Court Rules That INS Must Take Naturalization Fraud Cases To Court

July 20, 2000

San Francisco, CA – The 9th US Circuit Court of Appeals ruled Thursday that immigration officials can't act on their own to revoke citizenship and must take such cases to court.

The unanimous decision by the federal appeals court reverses a split opinion by one of its own three-judge panels.  It upholds the decision of a Seattle judge who said the power to denaturalize citizens is not inherent in the power to naturalize them.

The opinion indefinitely extends a 1998 nationwide injunction that suspended the Immigration and Naturalization Service's attempts to revoke the citizenships of more than 6,000 immigrants who, according to the agency, had failed to disclose past crimes or arrests when they applied for naturalization.

In 1990 Congress shifted the power to naturalize citizens from the courts to the Immigration and Naturalization Service.  However, the court ruling held that these laws did not grant the INS authority to denaturalize citizens, but rather, only the power to cancel certificates of citizenship.  Loss of certification does not deprive immigrants of legal residency status but makes them vulnerable to deportation for certain crimes.

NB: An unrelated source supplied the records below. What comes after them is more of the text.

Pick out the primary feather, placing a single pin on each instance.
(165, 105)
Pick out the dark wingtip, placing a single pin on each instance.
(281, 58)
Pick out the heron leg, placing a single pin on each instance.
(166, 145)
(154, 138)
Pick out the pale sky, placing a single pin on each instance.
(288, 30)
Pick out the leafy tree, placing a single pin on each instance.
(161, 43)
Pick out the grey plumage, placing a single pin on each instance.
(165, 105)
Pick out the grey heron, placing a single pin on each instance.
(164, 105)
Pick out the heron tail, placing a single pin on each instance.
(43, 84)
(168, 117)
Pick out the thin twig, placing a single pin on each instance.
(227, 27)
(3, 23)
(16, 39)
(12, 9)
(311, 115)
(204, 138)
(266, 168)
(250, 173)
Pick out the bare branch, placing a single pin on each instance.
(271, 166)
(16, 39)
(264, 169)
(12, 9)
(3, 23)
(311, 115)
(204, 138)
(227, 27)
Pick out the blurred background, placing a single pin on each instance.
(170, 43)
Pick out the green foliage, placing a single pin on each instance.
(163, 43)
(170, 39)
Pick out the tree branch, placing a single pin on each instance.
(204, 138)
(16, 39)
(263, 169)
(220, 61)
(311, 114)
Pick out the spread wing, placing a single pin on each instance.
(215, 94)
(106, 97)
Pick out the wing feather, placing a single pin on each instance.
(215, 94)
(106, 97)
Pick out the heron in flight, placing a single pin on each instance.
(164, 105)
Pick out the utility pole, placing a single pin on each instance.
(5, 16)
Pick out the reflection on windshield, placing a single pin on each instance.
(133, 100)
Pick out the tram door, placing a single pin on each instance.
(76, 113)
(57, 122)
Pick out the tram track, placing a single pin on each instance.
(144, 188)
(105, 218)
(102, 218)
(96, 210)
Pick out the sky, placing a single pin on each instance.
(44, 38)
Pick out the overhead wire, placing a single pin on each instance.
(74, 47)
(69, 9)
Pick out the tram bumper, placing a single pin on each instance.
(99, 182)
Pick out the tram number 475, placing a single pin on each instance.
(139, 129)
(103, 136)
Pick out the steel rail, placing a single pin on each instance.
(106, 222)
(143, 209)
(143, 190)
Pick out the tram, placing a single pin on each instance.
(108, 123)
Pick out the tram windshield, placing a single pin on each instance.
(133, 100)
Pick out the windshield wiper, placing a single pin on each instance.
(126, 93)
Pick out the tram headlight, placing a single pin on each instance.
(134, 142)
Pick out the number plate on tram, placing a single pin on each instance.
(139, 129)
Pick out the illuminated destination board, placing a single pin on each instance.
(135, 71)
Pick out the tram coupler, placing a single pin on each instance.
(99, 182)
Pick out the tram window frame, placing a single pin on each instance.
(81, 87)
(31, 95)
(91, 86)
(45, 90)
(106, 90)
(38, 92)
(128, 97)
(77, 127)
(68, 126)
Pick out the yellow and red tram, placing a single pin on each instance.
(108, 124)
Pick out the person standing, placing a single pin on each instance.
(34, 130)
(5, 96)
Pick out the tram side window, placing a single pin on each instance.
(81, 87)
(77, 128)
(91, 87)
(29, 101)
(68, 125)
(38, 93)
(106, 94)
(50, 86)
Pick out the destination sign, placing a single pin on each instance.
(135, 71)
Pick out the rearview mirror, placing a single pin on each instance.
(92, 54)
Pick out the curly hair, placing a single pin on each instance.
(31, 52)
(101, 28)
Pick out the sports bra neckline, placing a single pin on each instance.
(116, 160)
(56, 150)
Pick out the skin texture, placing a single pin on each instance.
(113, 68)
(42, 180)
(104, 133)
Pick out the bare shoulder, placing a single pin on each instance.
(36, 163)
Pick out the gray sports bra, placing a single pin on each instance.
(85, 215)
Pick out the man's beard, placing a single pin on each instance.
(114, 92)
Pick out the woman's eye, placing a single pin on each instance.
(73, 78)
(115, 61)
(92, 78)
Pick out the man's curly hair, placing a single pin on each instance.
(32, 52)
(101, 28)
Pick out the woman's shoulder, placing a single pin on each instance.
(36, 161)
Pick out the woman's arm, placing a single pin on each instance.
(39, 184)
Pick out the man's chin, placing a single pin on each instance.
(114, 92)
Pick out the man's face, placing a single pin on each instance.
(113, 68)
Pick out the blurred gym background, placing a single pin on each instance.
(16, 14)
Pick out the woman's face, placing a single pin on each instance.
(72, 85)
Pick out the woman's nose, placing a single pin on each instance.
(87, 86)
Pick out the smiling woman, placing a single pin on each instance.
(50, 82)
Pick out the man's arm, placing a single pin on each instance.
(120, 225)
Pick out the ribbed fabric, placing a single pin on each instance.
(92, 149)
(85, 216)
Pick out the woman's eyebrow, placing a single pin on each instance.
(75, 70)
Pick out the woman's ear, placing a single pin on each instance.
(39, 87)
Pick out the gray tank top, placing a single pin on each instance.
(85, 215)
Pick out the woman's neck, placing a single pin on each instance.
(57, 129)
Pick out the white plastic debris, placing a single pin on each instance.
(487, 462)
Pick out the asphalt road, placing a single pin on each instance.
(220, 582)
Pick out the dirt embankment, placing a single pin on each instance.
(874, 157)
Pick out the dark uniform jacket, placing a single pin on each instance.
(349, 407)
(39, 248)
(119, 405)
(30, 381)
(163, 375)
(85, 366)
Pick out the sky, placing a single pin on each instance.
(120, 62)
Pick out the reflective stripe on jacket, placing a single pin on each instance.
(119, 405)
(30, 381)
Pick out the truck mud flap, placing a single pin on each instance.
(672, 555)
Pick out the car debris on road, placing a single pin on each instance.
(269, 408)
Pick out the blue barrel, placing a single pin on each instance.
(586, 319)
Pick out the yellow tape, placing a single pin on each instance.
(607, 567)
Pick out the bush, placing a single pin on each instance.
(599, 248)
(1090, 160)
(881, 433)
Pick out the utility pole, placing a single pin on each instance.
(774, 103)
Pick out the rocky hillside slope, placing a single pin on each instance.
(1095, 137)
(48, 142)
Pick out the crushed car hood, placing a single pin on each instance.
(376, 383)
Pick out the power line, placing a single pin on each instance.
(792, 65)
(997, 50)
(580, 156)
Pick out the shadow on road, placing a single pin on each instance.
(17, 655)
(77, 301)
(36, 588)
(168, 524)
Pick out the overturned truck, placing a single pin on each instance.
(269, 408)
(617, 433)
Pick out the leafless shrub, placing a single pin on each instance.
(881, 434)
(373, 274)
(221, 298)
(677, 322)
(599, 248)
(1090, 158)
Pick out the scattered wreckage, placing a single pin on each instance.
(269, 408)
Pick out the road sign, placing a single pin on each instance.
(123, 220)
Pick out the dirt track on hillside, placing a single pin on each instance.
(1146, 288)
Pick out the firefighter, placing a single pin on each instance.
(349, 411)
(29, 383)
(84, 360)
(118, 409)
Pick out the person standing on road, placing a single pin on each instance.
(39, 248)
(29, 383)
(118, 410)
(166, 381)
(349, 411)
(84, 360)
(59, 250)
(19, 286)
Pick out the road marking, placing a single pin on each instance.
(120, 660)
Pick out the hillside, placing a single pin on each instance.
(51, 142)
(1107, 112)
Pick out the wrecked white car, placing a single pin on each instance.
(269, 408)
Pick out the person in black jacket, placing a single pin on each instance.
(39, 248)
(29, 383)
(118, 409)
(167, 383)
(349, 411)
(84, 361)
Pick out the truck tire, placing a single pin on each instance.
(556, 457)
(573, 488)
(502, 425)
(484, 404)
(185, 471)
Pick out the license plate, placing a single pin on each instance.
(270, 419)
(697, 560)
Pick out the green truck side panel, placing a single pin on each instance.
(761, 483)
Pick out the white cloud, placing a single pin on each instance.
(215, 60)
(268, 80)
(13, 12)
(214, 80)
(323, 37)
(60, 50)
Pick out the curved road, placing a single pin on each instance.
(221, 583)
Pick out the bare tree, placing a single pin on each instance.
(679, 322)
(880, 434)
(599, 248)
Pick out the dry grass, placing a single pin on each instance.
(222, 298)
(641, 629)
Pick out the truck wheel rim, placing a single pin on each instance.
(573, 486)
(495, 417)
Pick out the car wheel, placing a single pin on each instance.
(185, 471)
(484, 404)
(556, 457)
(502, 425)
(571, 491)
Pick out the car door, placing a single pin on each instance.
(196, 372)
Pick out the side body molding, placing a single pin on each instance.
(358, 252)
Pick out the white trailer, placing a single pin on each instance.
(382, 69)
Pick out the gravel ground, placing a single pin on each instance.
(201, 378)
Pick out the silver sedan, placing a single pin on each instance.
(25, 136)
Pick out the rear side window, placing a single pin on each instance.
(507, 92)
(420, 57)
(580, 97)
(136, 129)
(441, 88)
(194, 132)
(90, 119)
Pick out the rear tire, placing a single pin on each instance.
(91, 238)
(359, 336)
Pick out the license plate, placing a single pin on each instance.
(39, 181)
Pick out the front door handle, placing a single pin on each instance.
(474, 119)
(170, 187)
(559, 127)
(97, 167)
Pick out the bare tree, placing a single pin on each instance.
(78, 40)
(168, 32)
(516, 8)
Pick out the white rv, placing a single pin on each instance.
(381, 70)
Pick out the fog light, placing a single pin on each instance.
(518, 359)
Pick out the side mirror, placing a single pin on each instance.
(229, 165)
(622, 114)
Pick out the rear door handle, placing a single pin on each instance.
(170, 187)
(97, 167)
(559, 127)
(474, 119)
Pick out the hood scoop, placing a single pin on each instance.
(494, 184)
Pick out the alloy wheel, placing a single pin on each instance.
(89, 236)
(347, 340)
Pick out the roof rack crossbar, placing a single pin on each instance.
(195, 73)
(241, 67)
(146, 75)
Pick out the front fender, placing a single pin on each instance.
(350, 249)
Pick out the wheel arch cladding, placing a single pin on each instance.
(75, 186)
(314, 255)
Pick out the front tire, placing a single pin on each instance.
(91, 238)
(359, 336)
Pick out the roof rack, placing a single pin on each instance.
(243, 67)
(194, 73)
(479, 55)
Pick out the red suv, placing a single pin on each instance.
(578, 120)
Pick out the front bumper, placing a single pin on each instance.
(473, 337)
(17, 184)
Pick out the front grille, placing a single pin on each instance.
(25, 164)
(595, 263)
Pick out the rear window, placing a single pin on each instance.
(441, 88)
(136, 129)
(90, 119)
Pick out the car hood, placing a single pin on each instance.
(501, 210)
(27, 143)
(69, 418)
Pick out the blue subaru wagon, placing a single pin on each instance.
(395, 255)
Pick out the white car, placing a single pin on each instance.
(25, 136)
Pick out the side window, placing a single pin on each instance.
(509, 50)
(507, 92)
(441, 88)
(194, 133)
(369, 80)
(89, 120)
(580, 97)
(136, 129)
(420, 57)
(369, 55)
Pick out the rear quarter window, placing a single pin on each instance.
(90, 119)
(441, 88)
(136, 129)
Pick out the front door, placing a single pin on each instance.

``There is no general principle that what one can do, one can undo.  It sounds good, just as the Beatles' lyrics - `Nothing you can know that isn't known/Nothing you can see that isn't shown - sound good,'' Judge Kleinfeld wrote for the court, citing the words from ``All You Need is Love.''  He then quoted Gershwin's ``Porgy and Bess'': ``But as Sportin' Life said, `It ain't necessarily so.'''

The Immigration Service issued a statement indicating that it is reviewing the court’s order to determine what further action it will take.